My YSS accused me of stalking him on FB once too often so while he was sitting there, I deleted him. Done. He thought I was over-reacting. But seriously, why am I friends with him on FB when we see each other several times a week?

My FB is for people I seldom see face to face like my fam. in Aust and NZ. Or OOS(out of state) friends. Now DH still has him as a friend which is fine by me. But the young man accused me ONCE TOO OFTEN as being a FB stalker. It really hurt. And when DH says "Oh YSS is doing xyz. It is all over FB." I repsond with "I am not his friend on FB> I wouldn't have a clue." And walk away.

Just ignore the FB defriending. But certainly block her from her source of freebies.
For Christmas ask her what she wants. If she says "Nothing from you." Then there is your answer. Nothing annoys her more than logic.

bbgf's picture

StepAside,

I am really working on this issue everyday. It takes alot of Self- talk and time. I knew that SD25 was coming over today to drop 1 year old grand-dtr off so my bf can babysit while she works. I wasn't quite prepared when she dropped by "early" so I just stayed upstairs cleaning and doing some much needed organizing in my room and the office until she left.

I think my biggest problem is I have ALWAYS been NON-Confrontational. And My other problem is I am horrible at "faking" it. SO I have no problem Detaching- but I struggle with how to be "nice" to their face when I know deep down inside she's hating me- or whatever is going on. I HATE being fake. But I also know that "ignoring" her isn't going to be the solution either.

I was in a very abusive relationship with my EX-husband since I was 15- and I developed a way to survive by just "cutting off" or detaching my emotions. And I've tried to tell my BF- you don't want me to get like that- because I become very cold- and distant and impenetrable. Maybe not towards him- but towards his skids. Once those walls go up- they will be hard to knock down. I will have a hard time trusting them- especially if Skids play these games back and forth.

SO my BF has talked to SD25 and gone to her apartment a few times this week. He never mentioned Anything about the FB issue- or about how I'm feeling/reacting. She keeps asking "How's BBGF doing?" How's her school coming along? " and he says he answers like "everything is good". So I don't know if she is Expecting some sort of reaction- but she's not going to get it. BF tells me that his Ex was supposed to come home this weekend- and decided not to come until Monday- which Pissed SD25 off. So now that she's mad at Mommy dearest- does she expect to come running back to me?? as if we are best buddies all of a sudden?? She just loves to have these LOVE/Hate relationships with people and I don't understand it.

I am going to take your advice- and elimate how they feel about me from the equation.
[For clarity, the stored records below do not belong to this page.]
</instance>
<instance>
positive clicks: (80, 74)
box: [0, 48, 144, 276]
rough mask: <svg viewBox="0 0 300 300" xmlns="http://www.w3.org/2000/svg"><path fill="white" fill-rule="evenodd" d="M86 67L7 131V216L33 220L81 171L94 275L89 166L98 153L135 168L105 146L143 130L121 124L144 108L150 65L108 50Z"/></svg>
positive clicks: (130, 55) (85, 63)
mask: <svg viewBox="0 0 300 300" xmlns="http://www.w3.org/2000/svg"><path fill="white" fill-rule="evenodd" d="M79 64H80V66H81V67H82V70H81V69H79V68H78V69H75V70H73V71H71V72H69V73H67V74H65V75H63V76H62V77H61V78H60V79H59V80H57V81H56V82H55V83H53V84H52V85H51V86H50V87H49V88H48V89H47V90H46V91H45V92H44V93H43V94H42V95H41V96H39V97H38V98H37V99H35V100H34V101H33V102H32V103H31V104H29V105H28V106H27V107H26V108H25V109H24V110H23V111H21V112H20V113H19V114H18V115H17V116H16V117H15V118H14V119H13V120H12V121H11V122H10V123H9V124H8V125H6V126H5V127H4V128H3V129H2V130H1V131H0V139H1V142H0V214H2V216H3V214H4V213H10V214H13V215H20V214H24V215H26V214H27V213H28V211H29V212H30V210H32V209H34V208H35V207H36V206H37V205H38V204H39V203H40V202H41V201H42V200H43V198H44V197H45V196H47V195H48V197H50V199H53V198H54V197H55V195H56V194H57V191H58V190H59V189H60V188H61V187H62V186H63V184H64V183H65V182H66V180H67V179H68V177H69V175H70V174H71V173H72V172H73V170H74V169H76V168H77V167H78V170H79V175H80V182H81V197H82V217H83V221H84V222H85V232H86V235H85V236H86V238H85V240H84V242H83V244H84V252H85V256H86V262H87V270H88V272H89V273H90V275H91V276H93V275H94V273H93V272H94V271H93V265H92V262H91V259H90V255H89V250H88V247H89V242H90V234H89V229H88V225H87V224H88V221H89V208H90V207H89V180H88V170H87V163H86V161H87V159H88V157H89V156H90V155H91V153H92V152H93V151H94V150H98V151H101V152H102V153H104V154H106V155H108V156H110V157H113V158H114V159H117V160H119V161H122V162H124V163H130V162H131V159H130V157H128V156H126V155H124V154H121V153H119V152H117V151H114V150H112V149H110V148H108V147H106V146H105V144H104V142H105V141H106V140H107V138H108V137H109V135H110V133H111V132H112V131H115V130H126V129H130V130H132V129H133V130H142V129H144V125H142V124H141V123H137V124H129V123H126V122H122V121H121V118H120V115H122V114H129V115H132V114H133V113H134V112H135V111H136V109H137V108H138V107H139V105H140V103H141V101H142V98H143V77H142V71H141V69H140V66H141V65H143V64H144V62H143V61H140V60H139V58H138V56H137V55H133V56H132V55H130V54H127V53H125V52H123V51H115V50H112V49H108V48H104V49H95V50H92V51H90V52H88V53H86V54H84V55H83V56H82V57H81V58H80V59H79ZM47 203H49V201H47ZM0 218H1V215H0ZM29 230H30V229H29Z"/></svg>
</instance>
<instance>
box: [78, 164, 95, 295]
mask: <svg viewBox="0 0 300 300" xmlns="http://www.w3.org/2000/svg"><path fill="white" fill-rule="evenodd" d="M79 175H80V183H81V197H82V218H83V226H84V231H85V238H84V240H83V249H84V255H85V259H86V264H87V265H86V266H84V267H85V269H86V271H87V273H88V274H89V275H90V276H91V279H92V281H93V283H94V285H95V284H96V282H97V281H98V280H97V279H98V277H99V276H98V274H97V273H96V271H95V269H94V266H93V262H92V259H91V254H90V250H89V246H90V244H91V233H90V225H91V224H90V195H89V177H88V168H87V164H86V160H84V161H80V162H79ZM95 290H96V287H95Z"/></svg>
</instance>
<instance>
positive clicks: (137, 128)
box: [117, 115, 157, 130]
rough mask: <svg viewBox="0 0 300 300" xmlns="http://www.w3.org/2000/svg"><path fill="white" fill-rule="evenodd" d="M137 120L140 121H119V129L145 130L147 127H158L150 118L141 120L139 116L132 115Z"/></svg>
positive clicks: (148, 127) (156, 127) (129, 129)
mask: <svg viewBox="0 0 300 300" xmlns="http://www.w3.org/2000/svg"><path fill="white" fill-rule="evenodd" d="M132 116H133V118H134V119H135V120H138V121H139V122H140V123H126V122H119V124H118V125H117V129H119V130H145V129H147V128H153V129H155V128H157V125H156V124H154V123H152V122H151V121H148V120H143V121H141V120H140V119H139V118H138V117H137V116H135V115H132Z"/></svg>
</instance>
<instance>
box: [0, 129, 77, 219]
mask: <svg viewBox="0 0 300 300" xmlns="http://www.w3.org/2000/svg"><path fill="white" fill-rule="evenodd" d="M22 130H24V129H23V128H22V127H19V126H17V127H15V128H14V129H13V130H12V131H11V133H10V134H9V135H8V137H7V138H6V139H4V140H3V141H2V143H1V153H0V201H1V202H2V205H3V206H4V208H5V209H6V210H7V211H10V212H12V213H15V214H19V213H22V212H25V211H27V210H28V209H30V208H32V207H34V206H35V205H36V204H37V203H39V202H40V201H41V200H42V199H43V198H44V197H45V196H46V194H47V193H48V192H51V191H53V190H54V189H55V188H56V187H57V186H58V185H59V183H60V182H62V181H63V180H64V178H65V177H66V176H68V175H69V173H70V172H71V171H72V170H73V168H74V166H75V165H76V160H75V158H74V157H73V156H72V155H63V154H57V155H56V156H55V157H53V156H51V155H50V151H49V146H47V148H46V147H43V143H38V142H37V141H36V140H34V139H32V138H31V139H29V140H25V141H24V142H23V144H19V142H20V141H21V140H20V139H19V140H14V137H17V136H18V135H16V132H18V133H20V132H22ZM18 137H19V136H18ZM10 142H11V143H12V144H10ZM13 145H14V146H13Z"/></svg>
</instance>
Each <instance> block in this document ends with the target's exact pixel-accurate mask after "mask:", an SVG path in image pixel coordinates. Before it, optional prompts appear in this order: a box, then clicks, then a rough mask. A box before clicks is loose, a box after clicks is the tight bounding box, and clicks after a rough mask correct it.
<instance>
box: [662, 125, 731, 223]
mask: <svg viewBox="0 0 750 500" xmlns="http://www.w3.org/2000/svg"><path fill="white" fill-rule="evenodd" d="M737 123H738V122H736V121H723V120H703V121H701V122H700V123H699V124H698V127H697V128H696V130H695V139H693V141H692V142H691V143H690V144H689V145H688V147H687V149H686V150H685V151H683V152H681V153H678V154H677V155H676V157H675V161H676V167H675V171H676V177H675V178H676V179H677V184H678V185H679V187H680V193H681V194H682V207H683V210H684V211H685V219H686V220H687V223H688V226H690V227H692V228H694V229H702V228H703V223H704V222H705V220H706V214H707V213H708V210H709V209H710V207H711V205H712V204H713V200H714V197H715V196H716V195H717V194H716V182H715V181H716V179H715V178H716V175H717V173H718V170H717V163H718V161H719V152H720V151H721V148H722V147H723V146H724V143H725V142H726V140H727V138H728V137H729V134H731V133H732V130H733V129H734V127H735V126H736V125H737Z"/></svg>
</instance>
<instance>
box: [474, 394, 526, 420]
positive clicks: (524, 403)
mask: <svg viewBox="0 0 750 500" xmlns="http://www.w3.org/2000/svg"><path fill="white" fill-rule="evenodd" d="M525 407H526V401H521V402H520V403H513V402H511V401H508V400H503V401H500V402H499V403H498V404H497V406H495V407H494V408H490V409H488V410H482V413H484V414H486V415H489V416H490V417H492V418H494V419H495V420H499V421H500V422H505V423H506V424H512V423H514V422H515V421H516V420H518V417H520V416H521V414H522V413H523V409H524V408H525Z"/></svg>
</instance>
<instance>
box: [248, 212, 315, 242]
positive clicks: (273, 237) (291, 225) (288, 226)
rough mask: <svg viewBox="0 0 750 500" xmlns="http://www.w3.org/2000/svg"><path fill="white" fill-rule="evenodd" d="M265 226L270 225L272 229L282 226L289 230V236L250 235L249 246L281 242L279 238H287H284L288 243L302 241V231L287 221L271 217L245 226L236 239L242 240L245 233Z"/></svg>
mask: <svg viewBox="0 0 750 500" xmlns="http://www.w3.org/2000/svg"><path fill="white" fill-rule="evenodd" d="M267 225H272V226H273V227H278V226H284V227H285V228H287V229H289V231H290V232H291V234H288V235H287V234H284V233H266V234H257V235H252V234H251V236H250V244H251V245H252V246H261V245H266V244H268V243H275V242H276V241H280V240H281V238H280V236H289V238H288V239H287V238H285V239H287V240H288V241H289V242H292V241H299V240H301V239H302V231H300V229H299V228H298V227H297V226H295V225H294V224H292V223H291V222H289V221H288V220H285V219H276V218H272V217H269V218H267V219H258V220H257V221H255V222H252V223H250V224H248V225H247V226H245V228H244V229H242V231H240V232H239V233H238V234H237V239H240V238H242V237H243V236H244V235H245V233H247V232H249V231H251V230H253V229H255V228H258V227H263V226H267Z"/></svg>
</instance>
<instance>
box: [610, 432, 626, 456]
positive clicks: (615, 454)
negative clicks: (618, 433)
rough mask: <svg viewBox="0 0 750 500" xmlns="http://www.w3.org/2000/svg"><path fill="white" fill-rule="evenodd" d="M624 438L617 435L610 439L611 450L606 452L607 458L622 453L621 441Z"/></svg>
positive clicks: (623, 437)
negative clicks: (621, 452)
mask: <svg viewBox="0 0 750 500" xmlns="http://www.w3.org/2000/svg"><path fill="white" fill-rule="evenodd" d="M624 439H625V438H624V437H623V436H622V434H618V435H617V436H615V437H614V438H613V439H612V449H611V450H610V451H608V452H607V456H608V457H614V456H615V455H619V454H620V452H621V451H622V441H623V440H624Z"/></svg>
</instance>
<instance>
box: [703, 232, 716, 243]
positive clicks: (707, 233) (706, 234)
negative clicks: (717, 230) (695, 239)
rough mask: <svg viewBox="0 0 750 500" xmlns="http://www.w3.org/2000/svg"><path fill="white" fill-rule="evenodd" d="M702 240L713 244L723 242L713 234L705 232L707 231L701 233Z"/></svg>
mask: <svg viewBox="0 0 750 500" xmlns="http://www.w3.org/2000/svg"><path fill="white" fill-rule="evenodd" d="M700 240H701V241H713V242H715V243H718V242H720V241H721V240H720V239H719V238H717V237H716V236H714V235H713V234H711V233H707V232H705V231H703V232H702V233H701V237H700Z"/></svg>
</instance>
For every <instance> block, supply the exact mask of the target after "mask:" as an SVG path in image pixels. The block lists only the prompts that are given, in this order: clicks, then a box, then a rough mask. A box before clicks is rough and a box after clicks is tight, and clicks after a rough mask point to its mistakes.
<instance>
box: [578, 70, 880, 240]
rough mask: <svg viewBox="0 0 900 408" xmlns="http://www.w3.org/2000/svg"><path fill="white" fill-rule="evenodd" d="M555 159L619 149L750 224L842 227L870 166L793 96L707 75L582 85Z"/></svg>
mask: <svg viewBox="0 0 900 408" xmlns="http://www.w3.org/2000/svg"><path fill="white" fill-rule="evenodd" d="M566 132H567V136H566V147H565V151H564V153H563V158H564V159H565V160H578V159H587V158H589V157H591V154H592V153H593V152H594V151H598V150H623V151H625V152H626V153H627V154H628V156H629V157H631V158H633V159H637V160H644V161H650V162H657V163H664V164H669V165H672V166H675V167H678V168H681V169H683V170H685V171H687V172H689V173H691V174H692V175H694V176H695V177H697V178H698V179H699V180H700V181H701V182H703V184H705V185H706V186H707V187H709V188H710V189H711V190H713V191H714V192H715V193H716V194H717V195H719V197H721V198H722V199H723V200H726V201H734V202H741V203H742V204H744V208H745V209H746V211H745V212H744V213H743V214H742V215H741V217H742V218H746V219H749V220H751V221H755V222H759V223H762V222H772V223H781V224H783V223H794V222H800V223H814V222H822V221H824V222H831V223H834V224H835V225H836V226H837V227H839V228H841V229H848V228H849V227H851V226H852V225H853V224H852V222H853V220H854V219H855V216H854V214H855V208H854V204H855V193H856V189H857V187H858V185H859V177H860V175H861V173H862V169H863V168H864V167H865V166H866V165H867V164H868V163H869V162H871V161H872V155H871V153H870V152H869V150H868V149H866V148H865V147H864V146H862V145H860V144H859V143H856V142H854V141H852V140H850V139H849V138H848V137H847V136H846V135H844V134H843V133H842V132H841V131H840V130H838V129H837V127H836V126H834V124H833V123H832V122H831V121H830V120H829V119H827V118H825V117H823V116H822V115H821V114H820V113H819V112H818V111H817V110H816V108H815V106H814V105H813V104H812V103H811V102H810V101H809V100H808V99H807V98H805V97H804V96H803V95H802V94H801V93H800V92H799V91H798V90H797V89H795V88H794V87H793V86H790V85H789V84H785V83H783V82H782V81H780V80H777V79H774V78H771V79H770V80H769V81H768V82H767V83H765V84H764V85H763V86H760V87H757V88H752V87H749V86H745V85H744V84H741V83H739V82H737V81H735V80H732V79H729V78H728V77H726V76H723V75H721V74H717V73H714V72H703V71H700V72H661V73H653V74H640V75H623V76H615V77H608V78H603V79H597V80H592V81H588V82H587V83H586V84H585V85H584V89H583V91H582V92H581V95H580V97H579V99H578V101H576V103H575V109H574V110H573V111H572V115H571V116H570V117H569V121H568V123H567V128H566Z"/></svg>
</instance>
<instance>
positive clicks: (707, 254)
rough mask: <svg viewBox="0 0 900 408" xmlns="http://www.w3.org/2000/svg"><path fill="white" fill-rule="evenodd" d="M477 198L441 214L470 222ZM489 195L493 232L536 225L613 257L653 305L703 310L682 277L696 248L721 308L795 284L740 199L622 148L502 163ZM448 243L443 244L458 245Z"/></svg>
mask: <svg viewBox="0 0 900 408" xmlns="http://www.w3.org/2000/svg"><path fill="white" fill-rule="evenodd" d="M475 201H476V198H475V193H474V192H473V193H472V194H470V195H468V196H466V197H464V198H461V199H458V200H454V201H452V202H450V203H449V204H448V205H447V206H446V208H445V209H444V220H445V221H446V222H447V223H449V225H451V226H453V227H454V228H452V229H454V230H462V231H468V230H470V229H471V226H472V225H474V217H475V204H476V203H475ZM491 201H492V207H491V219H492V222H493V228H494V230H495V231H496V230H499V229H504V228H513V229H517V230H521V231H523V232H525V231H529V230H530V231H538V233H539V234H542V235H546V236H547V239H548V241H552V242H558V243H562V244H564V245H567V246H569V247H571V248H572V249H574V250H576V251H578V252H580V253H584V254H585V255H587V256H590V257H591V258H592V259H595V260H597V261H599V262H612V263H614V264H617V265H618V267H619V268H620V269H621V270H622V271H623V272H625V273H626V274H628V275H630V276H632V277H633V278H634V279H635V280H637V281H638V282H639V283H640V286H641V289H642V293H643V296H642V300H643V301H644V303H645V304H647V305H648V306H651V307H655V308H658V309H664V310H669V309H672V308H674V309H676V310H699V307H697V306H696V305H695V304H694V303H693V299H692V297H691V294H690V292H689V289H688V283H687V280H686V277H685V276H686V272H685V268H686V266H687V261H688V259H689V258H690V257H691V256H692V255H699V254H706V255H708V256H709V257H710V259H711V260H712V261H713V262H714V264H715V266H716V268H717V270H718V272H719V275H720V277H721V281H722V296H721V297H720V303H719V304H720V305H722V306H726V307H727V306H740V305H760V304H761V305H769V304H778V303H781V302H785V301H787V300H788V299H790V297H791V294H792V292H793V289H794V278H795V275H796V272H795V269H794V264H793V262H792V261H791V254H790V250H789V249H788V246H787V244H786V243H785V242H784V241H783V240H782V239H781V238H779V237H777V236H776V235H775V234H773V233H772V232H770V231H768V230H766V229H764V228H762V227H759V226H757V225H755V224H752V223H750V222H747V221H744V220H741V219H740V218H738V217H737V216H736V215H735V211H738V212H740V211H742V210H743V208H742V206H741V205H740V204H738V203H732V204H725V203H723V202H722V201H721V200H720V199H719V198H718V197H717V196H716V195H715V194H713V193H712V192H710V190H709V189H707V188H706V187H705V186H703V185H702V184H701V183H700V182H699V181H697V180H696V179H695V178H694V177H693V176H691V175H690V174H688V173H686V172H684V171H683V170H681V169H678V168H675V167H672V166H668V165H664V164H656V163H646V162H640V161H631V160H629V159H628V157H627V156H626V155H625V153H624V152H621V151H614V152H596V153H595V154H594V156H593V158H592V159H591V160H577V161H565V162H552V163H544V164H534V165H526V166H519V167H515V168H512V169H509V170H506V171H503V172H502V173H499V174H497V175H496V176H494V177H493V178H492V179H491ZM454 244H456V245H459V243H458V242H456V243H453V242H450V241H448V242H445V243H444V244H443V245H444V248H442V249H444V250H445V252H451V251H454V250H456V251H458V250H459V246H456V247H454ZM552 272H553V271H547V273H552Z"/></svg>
I think this happens with all Skids- you Want them to like you. You want them to see the good person you are- and the person their father loves. I am starting to understand that it just doesn't matter. And my BF tells me over and over- what his kids think about me and our relationship-doesn't matter. They don't have to live with me- they don't have to be part of OUR relationship. So I think I will continue to work on Detachment- and find a balance- a way to detach and still be "nice" to them.
thanks for everyone's words of encouragement!! It truly helps!